Thanks to a fabulous group of k-2 teachers, we have had lots of conversation about what constitutes effective differentiation instruction (DI). Differentiation is the artful element of teaching.  How is it implemented? What does it look like? What does it sound like?  We as educators must have a well developed understanding of this crafty piece of our pedagogy.

"...a teacher who is comfortable and skilled with the use of multiple instructional strategies is more likely to reach out effectively to varied students than is the teacher who uses a single approach to teaching and learning. Teachers are particularly limited when the sole or primary instructional strategy is teacher-centered (such as lecture), or drill-and-practice (such as worksheets)."
Leadership for Differentiating Schools & Classrooms
by Carol Ann Tomlinson and Susan Demirsky Allan

With that said... my colleagues and I are focusing on math intervention. We have been closely examining what the three tiers of math look like in our k-2 classrooms.  Bridging and Building Schema are two methods of DI that we have been struggling to define in the context of mathematics instruction.   Bridging as a method of differentiation is a new label for our collective group. Building Schema on the other hand is a more comfortable term, because of it's close association with English Language Arts instruction.

Building Schema is the building of relationships among concepts, making connections across experiences. Here, DI is implemented in the form of lessons designed by the teacher to draw attention to relationships across concepts. Students develop understanding of connections among concepts from their experiences through out a given lesson. This is student centered learning.

Bridging (our new term) is explicit intentional instruction or movement by the teacher. The teacher is actually providing a scaffold, a link to a concept. This may occur as a verbal suggestion (ex: reference to prior knowledge, rephrase using simpler examples), or a tool such as a table or graph.   The teacher is intentionally leading students to a conclusion. The art of differentiation is to determine when bridging is beneficial.
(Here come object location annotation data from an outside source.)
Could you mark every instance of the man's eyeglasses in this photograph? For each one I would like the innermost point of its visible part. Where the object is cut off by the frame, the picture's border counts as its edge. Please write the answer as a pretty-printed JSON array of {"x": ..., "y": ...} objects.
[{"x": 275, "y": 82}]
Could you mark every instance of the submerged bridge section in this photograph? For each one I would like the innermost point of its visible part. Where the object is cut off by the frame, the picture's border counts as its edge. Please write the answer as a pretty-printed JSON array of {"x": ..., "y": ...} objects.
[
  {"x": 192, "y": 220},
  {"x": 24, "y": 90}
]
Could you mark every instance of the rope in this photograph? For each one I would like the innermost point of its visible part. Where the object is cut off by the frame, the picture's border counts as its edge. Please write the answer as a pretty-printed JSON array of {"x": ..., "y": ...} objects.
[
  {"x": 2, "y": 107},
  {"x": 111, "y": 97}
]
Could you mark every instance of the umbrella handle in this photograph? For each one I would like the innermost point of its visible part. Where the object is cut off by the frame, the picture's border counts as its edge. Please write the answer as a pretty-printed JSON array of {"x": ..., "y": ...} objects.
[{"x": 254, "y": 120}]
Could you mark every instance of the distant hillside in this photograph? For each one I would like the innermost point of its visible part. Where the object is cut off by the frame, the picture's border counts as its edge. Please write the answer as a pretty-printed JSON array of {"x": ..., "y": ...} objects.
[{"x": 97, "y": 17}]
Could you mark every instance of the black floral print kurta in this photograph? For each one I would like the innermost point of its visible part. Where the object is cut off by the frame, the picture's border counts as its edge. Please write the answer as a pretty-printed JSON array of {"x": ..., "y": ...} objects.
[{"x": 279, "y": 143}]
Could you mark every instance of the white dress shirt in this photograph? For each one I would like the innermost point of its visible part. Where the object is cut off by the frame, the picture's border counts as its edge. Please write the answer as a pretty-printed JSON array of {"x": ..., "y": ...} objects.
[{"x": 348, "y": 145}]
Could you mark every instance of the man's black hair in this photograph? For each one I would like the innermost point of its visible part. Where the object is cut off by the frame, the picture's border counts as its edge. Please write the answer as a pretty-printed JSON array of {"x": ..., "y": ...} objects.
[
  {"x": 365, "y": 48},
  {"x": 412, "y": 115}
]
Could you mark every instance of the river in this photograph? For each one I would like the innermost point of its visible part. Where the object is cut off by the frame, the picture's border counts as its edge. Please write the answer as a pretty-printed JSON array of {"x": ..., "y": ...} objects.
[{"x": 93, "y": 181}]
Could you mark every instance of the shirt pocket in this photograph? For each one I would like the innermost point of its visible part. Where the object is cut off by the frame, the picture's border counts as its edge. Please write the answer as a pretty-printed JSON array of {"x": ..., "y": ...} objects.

When utilizing bridging, it is important to think ahead, consider the end goal of the lesson.  Will explicit references give students the leg up that they need to reach the desired conclusions and maintain ownership of the learning? 


When considering Building Schema as a DI method, it is the careful planning of lessons with students as the driving force for making connections  across concepts.   Bridging in this context is an explicit, teacher initiated prompt used to scaffold learning.

What will this look like in a classroom?

All students will have the opportunity to participate in activities designed to Build Schema.  Meaning that,  a lesson is designed with the intention of leading students to the upper level of Vygotsky's Zone of Proximal Development (ZPD).  Students that enter a task/lesson in the upper ZPD will gravitate towards building relationships across concepts. The teacher's role in this instance is to facilitate, check for understanding, and use advancing questions.  
Bridging will be used when students just aren't quite there. Students that require bridging or explicit guidance are entering a task/lesson in a lower level of the ZPD.  Well designed lessons allow for this, however, students entering the ZPD at a lower level will most likely require scaffolding.  This scaffold may take the form Bridging.  When Bridging, teachers will give students a reference point to get them over the hump and heading toward the main skill/concept of a lesson.